IN DEPTH

Professor Gerry Simpson on the 2010 British Election

13 May 2010

Professor Gerry Simpson is the Director of the Asia-Pacific Centre for Military Law at the Melbourne Law School, and is a Professor of Public International Law at the London School of Economics and Political Science.  In this piece, he analyses how the 2010 British Election could unfold.

You can read more about Professor Simpson at http://bit.ly/cWR9pj

Today’s British election is very likely to be the most hard-fought and tightest election in years. The likeliest outcome would seem to be a Conservative Government ruling either with the slimmest of margins or in some sort of coalition with Nick Clegg’s resurgent liberal democrats. But does the election matter to Australians? It may be that the most important effect of the UK election in Australia is that it will be much harder, despite recent scepticism about such debates, for Australian politicians to reject US-style televised debates in future Australian elections. The three leadership debates have had an electrifying effect on the campaign. The first debate propelled the “third party’s” Nick Clegg to a position of prominence in the minds of the British people (Bob Brown will have noticed this and may be encouraged to agitate for equal billing in future Australian debates).

As far as the party policies are concerned, Australians are most likely to feel the effect of the election outcome in two areas: immigration (because many young Australians in particular want to live in the UK) and foreign policy (because the UK is an important ally to Australia in its war in Afghanistan).

Clegg and his Liberal Democrats, for example, have adopted an Australian-style immigration policy that will require non-EU immigrants to work in remoter regional areas of the UK (this has been ridiculed as unworkable by the other parties). On foreign policy, the liberal democrats are perhaps more lukewarm about Afghanistan than the incumbent Labour Government.
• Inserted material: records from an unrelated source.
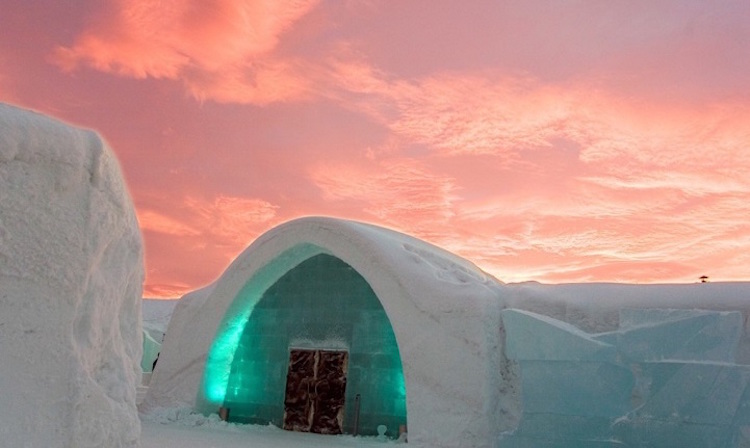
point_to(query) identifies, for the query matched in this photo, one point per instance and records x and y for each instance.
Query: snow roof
(429, 295)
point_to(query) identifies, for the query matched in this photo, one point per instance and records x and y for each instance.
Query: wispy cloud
(220, 49)
(393, 190)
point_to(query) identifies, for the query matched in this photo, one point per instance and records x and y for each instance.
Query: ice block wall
(322, 303)
(664, 378)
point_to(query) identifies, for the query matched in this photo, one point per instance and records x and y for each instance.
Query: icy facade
(664, 378)
(320, 304)
(71, 272)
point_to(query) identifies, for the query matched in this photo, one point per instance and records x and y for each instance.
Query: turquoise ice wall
(321, 303)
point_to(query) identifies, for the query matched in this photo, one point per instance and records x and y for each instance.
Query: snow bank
(444, 312)
(70, 289)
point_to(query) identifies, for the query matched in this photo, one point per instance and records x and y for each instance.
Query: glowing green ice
(321, 303)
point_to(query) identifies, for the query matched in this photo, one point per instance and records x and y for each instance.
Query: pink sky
(551, 141)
A medium term withdrawal is not out of the question.

The Tories offer a tougher vision of immigration with a promise to cut immigration to 1990s levels with limits on non-EU economic immigrants and a stricter student visa programme. The Conservative manifesto is vague on foreign policy but last month David Cameron made it clear that the Tories would begin withdrawing UK troops from Afghanistan in the coming Parliamentary term. This would put some pressure on the Rudd Government to effect a similar withdrawal of Australian forces.

And what about the ruling Labour Party? Gordon Brown is unlikely to survive despite a late revival. His perceived dourness, his lack of Blairish charisma and a disastrous encounter with Mrs Gillian Duffy (“that bigoted woman”) has probably ended his hopes of remaining Prime Minister. Lacking Blair’s personal connections with Australia, the PM has taken little interest in Anglo-Australian relations. Labour has, though, copied the Australian “points system” in assessing immigration claims. This is bad news for unskilled immigrants from outside the EU who will not be allowed to work and live in the UK. Meanwhile, Labour has made a commitment to remain in Afghanistan alongside the Australians. This is at least one reason why the Rudd Government might welcome the continuation of the Brown Prime Ministership.

In the end, this may be the most important election in the UK for a decade. But for those Australians not fighting foreign wars or contemplating emigration to the old country, the results will be interesting but not life-changing.